Monitor Google Cloud Storage as an independent service
This stems from a discussion during an incident. Unfortunately the issue was not creating during or after that incident, and I've been unable to find it, so I'm unable to cross-link, although there are other incidents where this would help, such as production#3315 (closed).
Proposal
Treat Google Cloud Storage as it's own service
Why?
Google Cloud Storage is used by multiple services in GitLab. When GCS goes down, we will receive alerts from different systems, and need to manually correlate these to the GCS service.

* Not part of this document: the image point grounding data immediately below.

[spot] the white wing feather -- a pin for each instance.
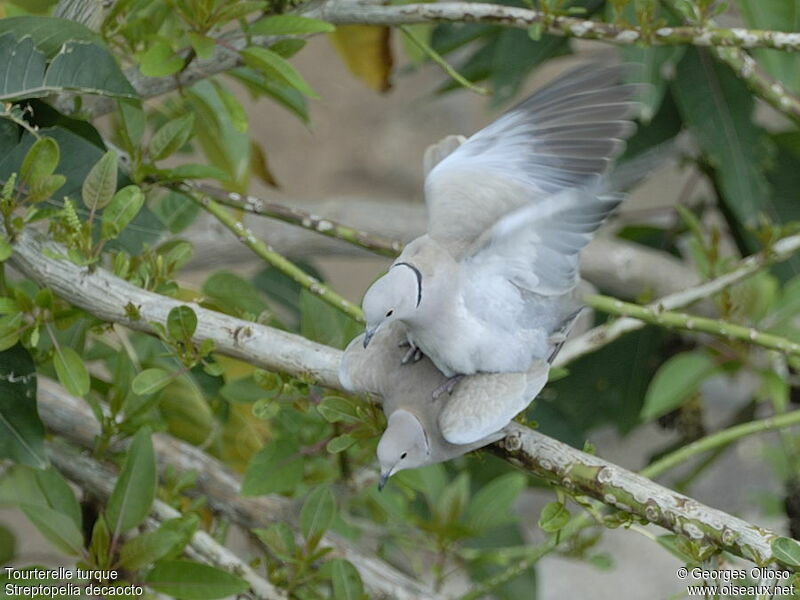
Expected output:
(564, 136)
(486, 403)
(537, 247)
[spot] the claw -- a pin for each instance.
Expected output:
(448, 386)
(413, 355)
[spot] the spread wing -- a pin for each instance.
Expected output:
(564, 136)
(537, 247)
(483, 404)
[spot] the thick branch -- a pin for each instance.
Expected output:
(346, 13)
(71, 418)
(99, 481)
(105, 296)
(605, 334)
(587, 474)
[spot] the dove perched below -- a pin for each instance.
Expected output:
(487, 289)
(421, 431)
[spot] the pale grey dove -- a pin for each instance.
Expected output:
(490, 285)
(422, 431)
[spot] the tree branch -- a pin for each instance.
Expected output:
(605, 334)
(341, 12)
(295, 216)
(70, 418)
(475, 12)
(105, 296)
(586, 474)
(686, 322)
(99, 481)
(285, 266)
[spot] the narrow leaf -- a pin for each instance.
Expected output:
(188, 580)
(101, 182)
(71, 371)
(136, 487)
(274, 66)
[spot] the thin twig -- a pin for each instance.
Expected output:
(718, 440)
(295, 216)
(675, 320)
(605, 334)
(439, 60)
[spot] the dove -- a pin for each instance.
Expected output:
(421, 431)
(490, 284)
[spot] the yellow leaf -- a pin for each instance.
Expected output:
(367, 52)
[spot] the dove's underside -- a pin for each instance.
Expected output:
(509, 211)
(473, 416)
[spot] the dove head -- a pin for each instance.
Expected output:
(396, 295)
(404, 445)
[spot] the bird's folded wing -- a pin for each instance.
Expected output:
(563, 136)
(537, 247)
(483, 404)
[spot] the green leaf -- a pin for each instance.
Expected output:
(282, 93)
(131, 114)
(317, 515)
(335, 409)
(147, 548)
(136, 487)
(8, 546)
(273, 66)
(181, 323)
(195, 171)
(718, 108)
(177, 211)
(322, 323)
(40, 161)
(10, 329)
(49, 34)
(171, 137)
(787, 551)
(279, 539)
(340, 443)
(71, 371)
(347, 584)
(202, 44)
(150, 381)
(21, 430)
(187, 580)
(159, 60)
(776, 15)
(676, 380)
(6, 249)
(289, 25)
(58, 528)
(232, 291)
(122, 209)
(235, 110)
(101, 182)
(492, 505)
(24, 71)
(276, 468)
(554, 517)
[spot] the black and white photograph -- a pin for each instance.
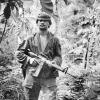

"Extracting" GCS into it's own service will help us quickly attribute problems to the upstream provider, so that we can open tickets with Google as soon as possible.
How?
- Add GCS to Service Catalog and Metrics Catalog: https://gitlab.com/gitlab-com/runbooks/blob/master/metrics-catalog/services/all.jsonnet and https://gitlab.com/gitlab-com/runbooks/blob/master/services/service-catalog.yml
- Move SLIS such as the Registry's
storage
SLI from the registry service over to the new GCS service: https://gitlab.com/gitlab-com/runbooks/blob/master/metrics-catalog/services/registry.jsonnet#L83-101 - Iteratively expand the monitoring to ensure that all services that monitor GCS are covered.